I don't want to make a habit of using this blog for politics, especially having listened to Lenn talking about he and Scoble talking about focus in blogging, and Heather talking about using your blog as your calling card, I plan to do a more "personal" blog to tackle issues of the day, and keep this one tech-oriented.

Having said that, I haven't made that personal blog yet, and I want to address this. There is a story in the New Yorker portraying the mistreatment of prisoners at Abu Ghraib as the extension of secret "black bag" ops in Afghanistan to kill, capture, interrogate, and otherwise get our hands on high profile targets in the war on terror. I found it via Lenn, who, by the post title and the weight carried by lack of commentary, appears to think that this article is a heavy hitting piece, something of great importance. I couldn't agree less (No offense meant to Lenn, I enjoy his blog very much).

As usual, those who are not fighting the fight sit back and play their game of "get Rummy", and by extension, "Elect Kerry" (which is really just the latest flavor of "Anyone but Bush"). The whole thing is horseshit. The New Yorker article isn't journalism, it's fiction. Whether true || false, it remains unproven, rife with anonymous information and <insert generic high ranking intelligence officer here>. It serves no real purpose other than to continue to try and focus the voters on issues that the left hopes will derail W in November.

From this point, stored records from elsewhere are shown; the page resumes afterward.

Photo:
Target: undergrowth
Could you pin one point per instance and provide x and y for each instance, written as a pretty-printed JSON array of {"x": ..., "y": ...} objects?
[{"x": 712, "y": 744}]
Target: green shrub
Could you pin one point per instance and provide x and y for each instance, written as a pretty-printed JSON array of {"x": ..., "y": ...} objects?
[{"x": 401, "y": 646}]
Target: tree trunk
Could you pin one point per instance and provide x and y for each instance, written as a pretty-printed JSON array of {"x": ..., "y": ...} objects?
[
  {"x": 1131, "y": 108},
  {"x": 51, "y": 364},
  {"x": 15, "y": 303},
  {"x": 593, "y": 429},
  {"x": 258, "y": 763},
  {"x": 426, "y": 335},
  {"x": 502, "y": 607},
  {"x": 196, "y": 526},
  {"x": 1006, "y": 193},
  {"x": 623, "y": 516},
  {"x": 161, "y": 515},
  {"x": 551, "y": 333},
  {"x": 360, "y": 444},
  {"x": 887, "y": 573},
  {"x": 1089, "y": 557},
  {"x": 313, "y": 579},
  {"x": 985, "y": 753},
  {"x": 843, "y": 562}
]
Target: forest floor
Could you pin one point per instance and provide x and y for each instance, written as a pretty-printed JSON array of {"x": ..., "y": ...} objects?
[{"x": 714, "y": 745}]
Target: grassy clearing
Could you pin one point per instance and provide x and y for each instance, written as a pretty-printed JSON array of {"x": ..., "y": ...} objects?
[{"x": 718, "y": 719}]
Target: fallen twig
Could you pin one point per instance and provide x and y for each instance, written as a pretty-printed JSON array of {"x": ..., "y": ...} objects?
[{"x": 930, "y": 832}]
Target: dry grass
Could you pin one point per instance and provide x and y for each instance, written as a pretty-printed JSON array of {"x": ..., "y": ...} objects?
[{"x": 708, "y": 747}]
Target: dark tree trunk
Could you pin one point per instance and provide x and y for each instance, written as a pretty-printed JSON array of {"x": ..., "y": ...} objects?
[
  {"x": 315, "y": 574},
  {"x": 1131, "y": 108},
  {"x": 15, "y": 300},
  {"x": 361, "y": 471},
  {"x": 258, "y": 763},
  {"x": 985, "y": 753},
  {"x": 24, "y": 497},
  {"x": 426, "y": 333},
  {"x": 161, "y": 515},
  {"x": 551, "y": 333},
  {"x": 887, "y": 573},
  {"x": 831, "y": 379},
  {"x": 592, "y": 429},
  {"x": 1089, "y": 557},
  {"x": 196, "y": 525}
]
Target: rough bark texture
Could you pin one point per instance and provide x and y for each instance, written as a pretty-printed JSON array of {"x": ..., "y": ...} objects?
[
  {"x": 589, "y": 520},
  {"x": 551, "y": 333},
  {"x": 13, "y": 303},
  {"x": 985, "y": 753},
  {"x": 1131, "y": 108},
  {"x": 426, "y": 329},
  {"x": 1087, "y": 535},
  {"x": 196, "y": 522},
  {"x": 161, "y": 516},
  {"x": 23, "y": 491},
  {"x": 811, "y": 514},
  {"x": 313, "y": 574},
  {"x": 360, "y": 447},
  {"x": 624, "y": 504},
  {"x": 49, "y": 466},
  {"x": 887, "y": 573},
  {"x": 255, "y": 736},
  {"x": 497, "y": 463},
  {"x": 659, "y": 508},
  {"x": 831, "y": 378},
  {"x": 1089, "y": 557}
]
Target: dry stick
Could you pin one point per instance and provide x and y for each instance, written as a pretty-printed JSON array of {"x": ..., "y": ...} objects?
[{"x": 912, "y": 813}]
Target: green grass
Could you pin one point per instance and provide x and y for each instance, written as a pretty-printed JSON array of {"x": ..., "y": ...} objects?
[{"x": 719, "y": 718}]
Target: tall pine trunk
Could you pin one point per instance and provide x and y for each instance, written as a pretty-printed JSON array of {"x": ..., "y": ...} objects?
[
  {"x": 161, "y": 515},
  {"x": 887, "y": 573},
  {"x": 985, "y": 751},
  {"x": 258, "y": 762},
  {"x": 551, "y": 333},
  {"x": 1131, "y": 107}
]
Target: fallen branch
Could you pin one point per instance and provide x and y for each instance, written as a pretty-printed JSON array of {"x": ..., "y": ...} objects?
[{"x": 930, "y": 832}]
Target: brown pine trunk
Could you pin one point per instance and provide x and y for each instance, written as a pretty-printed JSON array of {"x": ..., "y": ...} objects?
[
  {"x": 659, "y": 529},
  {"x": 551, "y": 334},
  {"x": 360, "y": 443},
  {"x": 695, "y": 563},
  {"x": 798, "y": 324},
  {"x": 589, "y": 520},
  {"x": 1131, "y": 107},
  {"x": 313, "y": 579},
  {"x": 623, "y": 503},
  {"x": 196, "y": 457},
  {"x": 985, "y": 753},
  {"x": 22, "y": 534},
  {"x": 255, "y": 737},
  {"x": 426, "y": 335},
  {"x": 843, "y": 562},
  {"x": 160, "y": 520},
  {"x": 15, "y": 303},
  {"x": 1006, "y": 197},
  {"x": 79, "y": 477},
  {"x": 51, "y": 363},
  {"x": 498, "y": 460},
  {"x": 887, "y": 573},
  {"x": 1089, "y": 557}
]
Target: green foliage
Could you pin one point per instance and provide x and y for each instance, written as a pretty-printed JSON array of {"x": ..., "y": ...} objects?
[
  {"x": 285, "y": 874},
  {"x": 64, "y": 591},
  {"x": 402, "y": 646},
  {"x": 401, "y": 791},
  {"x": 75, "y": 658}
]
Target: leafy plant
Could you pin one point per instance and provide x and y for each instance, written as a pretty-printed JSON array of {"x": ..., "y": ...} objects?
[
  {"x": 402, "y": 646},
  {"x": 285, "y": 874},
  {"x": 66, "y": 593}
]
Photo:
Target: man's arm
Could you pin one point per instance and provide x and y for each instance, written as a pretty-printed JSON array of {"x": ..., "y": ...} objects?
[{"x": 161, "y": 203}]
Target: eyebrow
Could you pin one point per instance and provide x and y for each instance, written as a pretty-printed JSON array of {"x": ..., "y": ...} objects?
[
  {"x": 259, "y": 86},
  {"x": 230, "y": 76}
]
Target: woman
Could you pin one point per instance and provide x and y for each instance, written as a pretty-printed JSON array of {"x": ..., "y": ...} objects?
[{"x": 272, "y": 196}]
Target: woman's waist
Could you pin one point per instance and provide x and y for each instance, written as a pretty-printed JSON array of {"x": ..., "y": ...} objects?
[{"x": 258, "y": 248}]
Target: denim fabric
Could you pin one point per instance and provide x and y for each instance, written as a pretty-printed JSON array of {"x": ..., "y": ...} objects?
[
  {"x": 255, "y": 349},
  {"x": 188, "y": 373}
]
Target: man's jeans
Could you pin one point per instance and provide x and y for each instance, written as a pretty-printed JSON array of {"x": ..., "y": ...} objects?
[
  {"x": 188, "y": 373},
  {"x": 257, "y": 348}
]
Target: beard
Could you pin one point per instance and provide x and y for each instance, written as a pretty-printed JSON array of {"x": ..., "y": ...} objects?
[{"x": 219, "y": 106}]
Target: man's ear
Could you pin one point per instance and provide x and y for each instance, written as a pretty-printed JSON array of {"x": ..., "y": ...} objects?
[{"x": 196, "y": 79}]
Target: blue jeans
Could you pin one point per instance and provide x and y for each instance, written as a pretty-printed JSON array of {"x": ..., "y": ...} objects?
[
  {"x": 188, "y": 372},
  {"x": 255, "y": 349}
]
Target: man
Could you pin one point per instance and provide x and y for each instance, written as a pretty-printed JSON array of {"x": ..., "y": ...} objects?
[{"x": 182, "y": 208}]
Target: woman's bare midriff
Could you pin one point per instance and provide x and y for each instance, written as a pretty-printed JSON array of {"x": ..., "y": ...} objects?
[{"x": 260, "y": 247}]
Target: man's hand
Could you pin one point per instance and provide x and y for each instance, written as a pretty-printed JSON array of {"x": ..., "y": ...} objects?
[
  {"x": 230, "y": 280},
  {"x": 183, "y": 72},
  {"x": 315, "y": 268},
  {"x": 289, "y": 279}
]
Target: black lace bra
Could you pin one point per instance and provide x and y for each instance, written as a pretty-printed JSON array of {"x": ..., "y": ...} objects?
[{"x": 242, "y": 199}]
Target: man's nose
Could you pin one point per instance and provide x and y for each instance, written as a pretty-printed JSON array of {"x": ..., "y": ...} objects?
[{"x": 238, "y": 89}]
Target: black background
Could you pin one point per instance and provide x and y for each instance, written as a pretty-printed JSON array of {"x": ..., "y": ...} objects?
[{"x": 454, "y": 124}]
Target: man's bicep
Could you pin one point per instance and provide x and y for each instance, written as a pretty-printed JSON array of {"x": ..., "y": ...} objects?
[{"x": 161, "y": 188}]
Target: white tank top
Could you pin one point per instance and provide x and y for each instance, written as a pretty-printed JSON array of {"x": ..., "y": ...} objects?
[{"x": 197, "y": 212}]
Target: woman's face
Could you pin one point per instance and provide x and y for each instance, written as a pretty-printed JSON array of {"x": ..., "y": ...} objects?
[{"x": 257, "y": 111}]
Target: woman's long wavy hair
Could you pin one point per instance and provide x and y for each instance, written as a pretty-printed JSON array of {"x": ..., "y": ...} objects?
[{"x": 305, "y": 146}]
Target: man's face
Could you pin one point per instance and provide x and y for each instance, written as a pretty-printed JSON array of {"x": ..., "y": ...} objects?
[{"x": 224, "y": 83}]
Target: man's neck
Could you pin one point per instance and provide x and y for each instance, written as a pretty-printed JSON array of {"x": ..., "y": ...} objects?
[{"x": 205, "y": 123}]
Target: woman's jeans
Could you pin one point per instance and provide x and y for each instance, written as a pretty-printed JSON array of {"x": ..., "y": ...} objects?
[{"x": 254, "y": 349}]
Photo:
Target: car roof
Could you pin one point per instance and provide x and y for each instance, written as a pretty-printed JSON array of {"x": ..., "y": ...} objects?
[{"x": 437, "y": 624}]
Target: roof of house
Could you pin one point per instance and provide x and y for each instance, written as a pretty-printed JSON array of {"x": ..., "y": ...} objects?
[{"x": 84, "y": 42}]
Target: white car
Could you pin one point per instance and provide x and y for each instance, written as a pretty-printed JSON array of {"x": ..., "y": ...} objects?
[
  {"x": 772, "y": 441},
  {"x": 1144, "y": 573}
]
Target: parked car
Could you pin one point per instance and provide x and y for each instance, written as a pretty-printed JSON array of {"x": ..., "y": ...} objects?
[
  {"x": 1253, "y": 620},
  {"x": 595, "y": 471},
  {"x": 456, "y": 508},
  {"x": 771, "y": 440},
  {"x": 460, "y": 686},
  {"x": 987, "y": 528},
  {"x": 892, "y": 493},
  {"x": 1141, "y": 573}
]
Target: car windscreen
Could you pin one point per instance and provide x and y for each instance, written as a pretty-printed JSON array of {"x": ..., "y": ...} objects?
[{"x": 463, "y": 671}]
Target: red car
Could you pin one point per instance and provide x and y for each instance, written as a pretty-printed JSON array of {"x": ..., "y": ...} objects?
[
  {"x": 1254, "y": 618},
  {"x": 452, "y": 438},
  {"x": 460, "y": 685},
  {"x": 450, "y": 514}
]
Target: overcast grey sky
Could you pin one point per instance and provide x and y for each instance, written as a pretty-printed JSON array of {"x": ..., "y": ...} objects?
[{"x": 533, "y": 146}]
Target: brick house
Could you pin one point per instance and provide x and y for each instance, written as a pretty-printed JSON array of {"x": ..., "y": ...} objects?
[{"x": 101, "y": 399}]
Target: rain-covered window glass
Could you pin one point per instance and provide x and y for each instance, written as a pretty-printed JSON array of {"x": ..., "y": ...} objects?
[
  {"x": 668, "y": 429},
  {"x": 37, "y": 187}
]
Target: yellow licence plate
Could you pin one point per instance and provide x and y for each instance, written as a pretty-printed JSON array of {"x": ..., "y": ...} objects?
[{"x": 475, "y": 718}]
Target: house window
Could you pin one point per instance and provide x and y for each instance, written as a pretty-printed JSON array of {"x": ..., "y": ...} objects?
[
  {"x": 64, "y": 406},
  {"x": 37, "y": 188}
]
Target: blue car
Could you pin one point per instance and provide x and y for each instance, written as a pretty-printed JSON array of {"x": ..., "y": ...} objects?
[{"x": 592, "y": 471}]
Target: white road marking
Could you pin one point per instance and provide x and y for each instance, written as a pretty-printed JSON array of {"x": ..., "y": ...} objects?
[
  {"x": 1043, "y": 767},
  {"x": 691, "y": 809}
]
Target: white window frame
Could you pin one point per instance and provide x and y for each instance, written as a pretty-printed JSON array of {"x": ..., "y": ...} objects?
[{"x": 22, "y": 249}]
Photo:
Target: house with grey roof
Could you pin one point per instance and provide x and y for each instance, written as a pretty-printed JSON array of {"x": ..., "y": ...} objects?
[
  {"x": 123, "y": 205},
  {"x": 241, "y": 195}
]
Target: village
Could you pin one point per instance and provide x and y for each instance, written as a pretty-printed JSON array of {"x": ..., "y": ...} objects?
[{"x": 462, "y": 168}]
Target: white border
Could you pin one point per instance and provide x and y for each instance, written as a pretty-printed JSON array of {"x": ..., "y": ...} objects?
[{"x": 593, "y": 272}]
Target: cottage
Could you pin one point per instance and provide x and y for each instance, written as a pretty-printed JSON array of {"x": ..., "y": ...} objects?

But, it's their magazine, not mine, and they can print what they want, it just bothers me that something like this is called journalism, when it's really just all the muck that's fit to rake.

The media operates on the theory that most Americans have the mental capacity of a fruit-fly and can only hold one idea at a time, and never two opposing ideas, and cannot think independently of the magic box with all the colors (TV or Computer, take your pick).

I guess the unfortunate reality is that, for the majority of Americans, this theory appears to be right.